Złoty, forint stabilne. Zmienność na rublu.
EUR/PLN szybko zakończył wizytę na 4,56 i wraca w kierunku 4,54. Poranny wyskok można uznać za nadganianie wczorajszej wyprzedaży ryzykownych aktywów, która nosiła znamiona nerwowego pozycjonowania przed dzisiejszymi wyborami uzupełniającymi do Senatu USA oraz szumu informacyjnego wokół rozwoju koronawirusa (lockdown w Wielkiej Brytanii). Ogólnie jednak nie widać większej aktywności na walutach Europy Środkowo-Wschodniej. Po zawirowaniach z drugiej połowy grudnia złoty (ale też forint) wydają się fundamentalnie niedowartościowane.
Przy mocniej akcentowanym apetycie na ryzyko na rynkach globalnych i rozwinięciu się słabości dolara (nowa fala wzrostów EUR/USD), powinniśmy widzieć nasilenie popytu na waluty rynków wschodzących. Zdecydowanie jest przestrzeń do ściągnięcia EUR/PLN do 4,50, choć inwestorzy będą uważać na ryzyko włączenia się NBP do gry i interwencyjnej sprzedaży złotego.
Celem dla EUR/HUF powinien być rejon 355-356.
Podwyższoną zmienność notuje rubel rosyjski.

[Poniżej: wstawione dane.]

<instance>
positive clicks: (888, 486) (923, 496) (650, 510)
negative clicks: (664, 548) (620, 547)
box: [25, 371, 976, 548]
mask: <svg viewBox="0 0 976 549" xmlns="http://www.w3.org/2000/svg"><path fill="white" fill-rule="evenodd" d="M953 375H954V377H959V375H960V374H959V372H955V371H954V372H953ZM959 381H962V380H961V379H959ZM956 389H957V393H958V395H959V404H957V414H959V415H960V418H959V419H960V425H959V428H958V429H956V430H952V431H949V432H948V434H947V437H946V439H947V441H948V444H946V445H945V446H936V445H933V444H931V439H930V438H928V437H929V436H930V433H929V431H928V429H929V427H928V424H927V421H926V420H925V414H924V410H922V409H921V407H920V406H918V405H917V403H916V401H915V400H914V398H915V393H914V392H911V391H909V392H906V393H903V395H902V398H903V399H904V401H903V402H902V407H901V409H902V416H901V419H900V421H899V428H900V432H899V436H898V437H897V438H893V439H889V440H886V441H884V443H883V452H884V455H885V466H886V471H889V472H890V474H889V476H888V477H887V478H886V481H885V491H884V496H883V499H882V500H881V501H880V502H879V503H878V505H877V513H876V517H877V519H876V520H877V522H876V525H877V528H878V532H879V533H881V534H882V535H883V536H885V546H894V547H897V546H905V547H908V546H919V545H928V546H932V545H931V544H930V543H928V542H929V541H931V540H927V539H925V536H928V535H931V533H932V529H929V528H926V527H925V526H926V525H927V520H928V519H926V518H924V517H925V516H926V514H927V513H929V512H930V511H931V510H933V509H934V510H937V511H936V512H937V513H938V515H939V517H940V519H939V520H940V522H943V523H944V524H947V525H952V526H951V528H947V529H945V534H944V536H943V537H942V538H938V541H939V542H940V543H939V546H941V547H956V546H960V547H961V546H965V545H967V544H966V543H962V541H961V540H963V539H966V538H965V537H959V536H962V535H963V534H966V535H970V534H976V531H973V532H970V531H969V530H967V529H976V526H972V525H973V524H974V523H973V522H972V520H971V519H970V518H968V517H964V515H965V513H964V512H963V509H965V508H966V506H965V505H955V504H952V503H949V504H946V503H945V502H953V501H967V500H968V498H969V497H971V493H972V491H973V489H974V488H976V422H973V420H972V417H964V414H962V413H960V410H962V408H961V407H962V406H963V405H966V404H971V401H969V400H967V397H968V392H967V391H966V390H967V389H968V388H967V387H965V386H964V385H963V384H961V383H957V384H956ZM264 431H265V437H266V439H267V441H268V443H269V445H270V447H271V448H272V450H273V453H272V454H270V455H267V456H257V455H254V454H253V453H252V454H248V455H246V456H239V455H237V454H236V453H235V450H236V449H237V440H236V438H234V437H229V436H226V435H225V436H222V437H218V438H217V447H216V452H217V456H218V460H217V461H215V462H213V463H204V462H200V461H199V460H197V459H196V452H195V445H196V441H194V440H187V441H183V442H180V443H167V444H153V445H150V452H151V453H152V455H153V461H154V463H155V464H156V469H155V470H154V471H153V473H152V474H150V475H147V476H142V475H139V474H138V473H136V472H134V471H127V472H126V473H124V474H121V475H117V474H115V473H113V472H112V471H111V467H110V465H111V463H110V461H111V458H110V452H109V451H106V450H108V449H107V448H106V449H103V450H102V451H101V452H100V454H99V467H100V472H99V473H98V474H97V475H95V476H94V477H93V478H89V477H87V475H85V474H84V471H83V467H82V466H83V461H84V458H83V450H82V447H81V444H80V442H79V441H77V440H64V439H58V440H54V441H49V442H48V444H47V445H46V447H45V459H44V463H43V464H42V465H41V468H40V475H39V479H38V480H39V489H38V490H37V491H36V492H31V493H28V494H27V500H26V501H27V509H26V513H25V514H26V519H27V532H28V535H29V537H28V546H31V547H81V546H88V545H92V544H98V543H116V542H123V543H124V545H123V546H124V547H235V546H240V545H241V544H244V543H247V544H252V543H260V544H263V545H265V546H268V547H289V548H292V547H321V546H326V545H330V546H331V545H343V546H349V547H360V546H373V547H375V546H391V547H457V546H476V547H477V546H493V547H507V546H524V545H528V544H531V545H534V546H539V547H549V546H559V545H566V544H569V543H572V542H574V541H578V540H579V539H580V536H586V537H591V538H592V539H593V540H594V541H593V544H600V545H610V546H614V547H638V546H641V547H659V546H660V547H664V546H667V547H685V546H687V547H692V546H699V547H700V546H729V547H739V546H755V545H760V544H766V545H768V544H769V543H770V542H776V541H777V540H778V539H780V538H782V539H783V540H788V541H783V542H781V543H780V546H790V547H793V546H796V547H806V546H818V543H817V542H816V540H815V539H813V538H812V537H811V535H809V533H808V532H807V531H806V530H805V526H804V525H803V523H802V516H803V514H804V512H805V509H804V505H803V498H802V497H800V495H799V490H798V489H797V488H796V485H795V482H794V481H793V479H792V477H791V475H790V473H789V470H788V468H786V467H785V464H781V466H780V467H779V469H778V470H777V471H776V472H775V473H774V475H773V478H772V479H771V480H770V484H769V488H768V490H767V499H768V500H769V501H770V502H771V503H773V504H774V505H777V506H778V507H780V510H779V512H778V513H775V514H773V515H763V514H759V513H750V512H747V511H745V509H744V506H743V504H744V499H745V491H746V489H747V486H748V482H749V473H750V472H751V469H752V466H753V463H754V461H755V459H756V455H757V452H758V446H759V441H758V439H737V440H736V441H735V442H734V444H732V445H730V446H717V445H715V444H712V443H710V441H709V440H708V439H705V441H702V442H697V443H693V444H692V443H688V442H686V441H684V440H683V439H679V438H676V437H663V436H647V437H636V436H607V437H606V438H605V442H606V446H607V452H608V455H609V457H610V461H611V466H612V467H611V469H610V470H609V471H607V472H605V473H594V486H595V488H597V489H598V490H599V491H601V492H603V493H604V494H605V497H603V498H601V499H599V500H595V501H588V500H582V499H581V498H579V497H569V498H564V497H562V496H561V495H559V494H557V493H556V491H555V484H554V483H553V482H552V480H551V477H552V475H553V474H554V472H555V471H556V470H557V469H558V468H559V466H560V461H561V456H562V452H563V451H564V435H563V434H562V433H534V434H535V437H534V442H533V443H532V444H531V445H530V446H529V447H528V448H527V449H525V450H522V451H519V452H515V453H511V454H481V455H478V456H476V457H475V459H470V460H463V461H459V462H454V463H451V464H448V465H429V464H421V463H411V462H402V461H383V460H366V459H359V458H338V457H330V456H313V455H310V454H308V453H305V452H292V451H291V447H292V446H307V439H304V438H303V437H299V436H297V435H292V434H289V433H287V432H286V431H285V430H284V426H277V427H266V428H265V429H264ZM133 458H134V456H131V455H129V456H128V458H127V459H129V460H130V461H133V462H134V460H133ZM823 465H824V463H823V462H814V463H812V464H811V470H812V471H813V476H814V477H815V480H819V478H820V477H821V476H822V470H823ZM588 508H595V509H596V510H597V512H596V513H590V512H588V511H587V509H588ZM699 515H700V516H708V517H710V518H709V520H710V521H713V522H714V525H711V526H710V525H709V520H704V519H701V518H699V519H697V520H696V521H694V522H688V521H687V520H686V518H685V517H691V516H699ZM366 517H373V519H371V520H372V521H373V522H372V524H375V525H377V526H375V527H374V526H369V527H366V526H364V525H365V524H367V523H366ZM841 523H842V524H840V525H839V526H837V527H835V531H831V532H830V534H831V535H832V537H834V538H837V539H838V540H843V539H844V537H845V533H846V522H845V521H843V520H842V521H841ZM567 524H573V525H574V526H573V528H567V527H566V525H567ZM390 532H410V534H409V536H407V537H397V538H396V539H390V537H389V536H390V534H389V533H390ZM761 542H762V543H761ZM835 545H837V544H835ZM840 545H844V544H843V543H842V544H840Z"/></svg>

W Rosji cały ten tydzień jest świąteczny i czuć brak lokalnych uczestników handlu. Na początku tygodnia USD/RUB spadła w kierunku 73,0, ale ostry zjazd cen ropy naftowej zainicjował sprzedaż rubla do 75,25. Dziś rano korekt do 74,50 prawdopodobnie jest spowodowana realizacją zysków z wczorajszych wzrostów. Na obecnych poziomach rynek wydaje się w równowadze i zmienność będzie dyktowana przez sentyment wobec USD i wahania cen ropy naftowej. W tym drugim przypadku ewentualna decyzja OPEC+ o zwiększeniu wydobycia od przyszłego miesiąca będzie czynnikiem negatywnym dla rubla.